5 Hidden gems in DuckDB 1.1

2024/09/27 - 4 min read

DuckDB 1.1 was released on September 9, and we recently had a bug fix release, 1.1.1, out on September 23. MotherDuck supported 1.1.1 just two days after its release, and we continue to work closely with the DuckDB Labs team to bring a smooth upgrade experience for all users.
But as things are moving fast, what did you miss in the 1.1 features? DuckDB Labs released their usual blog, but I have my own preferred picks that didn't make that list, so let's dive in.

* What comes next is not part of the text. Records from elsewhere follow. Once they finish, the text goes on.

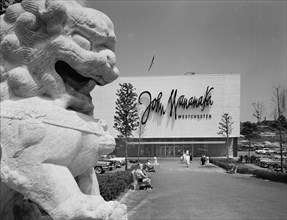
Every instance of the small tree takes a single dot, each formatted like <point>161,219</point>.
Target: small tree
<point>278,99</point>
<point>250,132</point>
<point>225,128</point>
<point>140,132</point>
<point>126,119</point>
<point>258,110</point>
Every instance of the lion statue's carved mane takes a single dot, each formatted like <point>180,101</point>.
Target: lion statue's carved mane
<point>53,53</point>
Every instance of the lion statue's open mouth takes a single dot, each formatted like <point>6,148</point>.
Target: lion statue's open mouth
<point>62,54</point>
<point>53,53</point>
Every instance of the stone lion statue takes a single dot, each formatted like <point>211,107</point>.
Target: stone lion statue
<point>53,53</point>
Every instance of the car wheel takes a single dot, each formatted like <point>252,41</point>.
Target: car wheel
<point>98,170</point>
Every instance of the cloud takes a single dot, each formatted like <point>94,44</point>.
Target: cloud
<point>82,2</point>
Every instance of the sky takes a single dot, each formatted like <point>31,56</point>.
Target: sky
<point>205,37</point>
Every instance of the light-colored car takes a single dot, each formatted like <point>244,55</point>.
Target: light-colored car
<point>111,157</point>
<point>102,166</point>
<point>260,151</point>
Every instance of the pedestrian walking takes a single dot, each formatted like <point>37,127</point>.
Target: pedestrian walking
<point>202,159</point>
<point>187,158</point>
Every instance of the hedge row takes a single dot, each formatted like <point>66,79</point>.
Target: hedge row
<point>112,185</point>
<point>259,173</point>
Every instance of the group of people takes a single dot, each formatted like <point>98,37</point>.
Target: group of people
<point>142,176</point>
<point>186,158</point>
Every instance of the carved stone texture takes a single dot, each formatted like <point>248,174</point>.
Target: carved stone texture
<point>53,53</point>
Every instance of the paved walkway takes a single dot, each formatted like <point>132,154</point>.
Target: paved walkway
<point>206,193</point>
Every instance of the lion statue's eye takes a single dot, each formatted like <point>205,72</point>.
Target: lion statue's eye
<point>82,42</point>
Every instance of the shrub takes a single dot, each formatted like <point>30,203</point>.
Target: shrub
<point>274,176</point>
<point>259,173</point>
<point>112,185</point>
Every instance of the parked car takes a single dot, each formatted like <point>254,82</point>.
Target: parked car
<point>269,151</point>
<point>111,157</point>
<point>265,151</point>
<point>102,166</point>
<point>261,151</point>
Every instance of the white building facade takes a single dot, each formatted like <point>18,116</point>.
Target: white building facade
<point>178,113</point>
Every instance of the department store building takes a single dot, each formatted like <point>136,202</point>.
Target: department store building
<point>177,113</point>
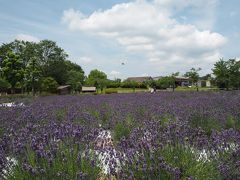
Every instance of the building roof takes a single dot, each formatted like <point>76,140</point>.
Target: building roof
<point>157,78</point>
<point>88,88</point>
<point>63,87</point>
<point>139,79</point>
<point>181,78</point>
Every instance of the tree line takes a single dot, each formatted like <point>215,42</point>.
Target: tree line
<point>36,67</point>
<point>43,66</point>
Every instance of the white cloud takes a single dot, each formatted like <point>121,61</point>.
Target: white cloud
<point>149,28</point>
<point>145,74</point>
<point>114,73</point>
<point>233,13</point>
<point>26,37</point>
<point>86,60</point>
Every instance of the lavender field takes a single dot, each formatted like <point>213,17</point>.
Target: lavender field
<point>180,135</point>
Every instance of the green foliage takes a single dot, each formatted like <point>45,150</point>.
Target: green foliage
<point>187,160</point>
<point>97,78</point>
<point>75,79</point>
<point>113,83</point>
<point>13,69</point>
<point>23,64</point>
<point>193,75</point>
<point>123,128</point>
<point>4,85</point>
<point>227,73</point>
<point>232,122</point>
<point>49,84</point>
<point>206,123</point>
<point>120,130</point>
<point>165,82</point>
<point>110,91</point>
<point>129,84</point>
<point>67,162</point>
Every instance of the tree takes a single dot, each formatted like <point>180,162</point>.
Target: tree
<point>234,73</point>
<point>52,61</point>
<point>165,82</point>
<point>75,79</point>
<point>194,75</point>
<point>49,84</point>
<point>13,70</point>
<point>221,72</point>
<point>4,85</point>
<point>97,78</point>
<point>172,80</point>
<point>113,83</point>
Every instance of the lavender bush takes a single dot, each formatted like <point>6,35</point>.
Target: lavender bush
<point>180,135</point>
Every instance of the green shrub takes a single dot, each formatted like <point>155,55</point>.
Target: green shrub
<point>120,130</point>
<point>65,164</point>
<point>206,123</point>
<point>110,91</point>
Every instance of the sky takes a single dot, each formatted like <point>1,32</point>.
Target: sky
<point>125,38</point>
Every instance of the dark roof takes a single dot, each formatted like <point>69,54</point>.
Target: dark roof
<point>139,79</point>
<point>180,78</point>
<point>84,88</point>
<point>157,77</point>
<point>63,87</point>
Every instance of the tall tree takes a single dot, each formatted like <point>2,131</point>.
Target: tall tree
<point>13,70</point>
<point>221,72</point>
<point>52,61</point>
<point>97,78</point>
<point>75,80</point>
<point>194,75</point>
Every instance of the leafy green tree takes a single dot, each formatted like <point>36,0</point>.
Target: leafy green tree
<point>113,83</point>
<point>52,61</point>
<point>49,84</point>
<point>193,75</point>
<point>73,66</point>
<point>13,70</point>
<point>172,80</point>
<point>75,80</point>
<point>129,84</point>
<point>4,85</point>
<point>165,82</point>
<point>221,72</point>
<point>234,73</point>
<point>97,78</point>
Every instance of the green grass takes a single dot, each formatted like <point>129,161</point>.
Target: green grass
<point>206,123</point>
<point>65,164</point>
<point>193,88</point>
<point>127,90</point>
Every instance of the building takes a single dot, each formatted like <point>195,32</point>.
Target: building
<point>157,78</point>
<point>88,89</point>
<point>182,81</point>
<point>62,90</point>
<point>140,79</point>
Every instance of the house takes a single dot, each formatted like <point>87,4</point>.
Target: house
<point>139,79</point>
<point>88,89</point>
<point>62,90</point>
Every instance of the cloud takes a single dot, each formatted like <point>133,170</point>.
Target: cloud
<point>232,13</point>
<point>150,28</point>
<point>26,37</point>
<point>86,60</point>
<point>114,73</point>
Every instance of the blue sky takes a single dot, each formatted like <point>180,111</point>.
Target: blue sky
<point>152,37</point>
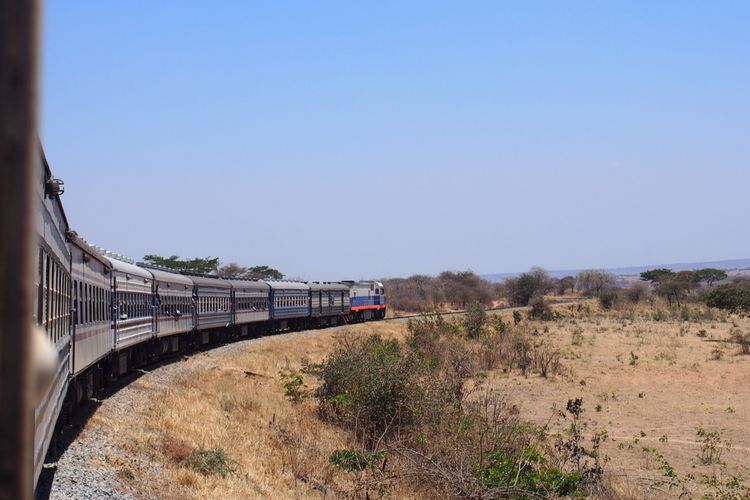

1. Custom HTTP headers: your database can do API call

The DuckDB extension mechanism is powerful. Most of them are pre-loaded in the background, and you can't see the magic happening. In a previous blog post, I show how we could query an API with a single line statement and return it as a DuckDB table :

Copy code
CREATE TABLE poi_france AS SELECT * FROM read_json_auto('https://my-endpoint/api')

What is happening here :

The httpfs extension is loaded to get the data from an HTTP endpoint.
read_json_auto will parse directly the JSON response in a table

But what if our API is not public and requires authentication and other headers?

This is where the new HTTP headers come into play. You can now create http secret.

Copy code
CREATE SECRET http (
    TYPE HTTP,
    EXTRA_HTTP_HEADERS MAP {
        'Authorization': 'Bearer sk_test_VePHdqKTYQjKNInc7u56JBrQ'
    }
); 

select unnest(data) as customers 
from read_json('https://api.stripe.com/v1/customers');

Snippet courtesy of Archie on duckdbsnippets.com.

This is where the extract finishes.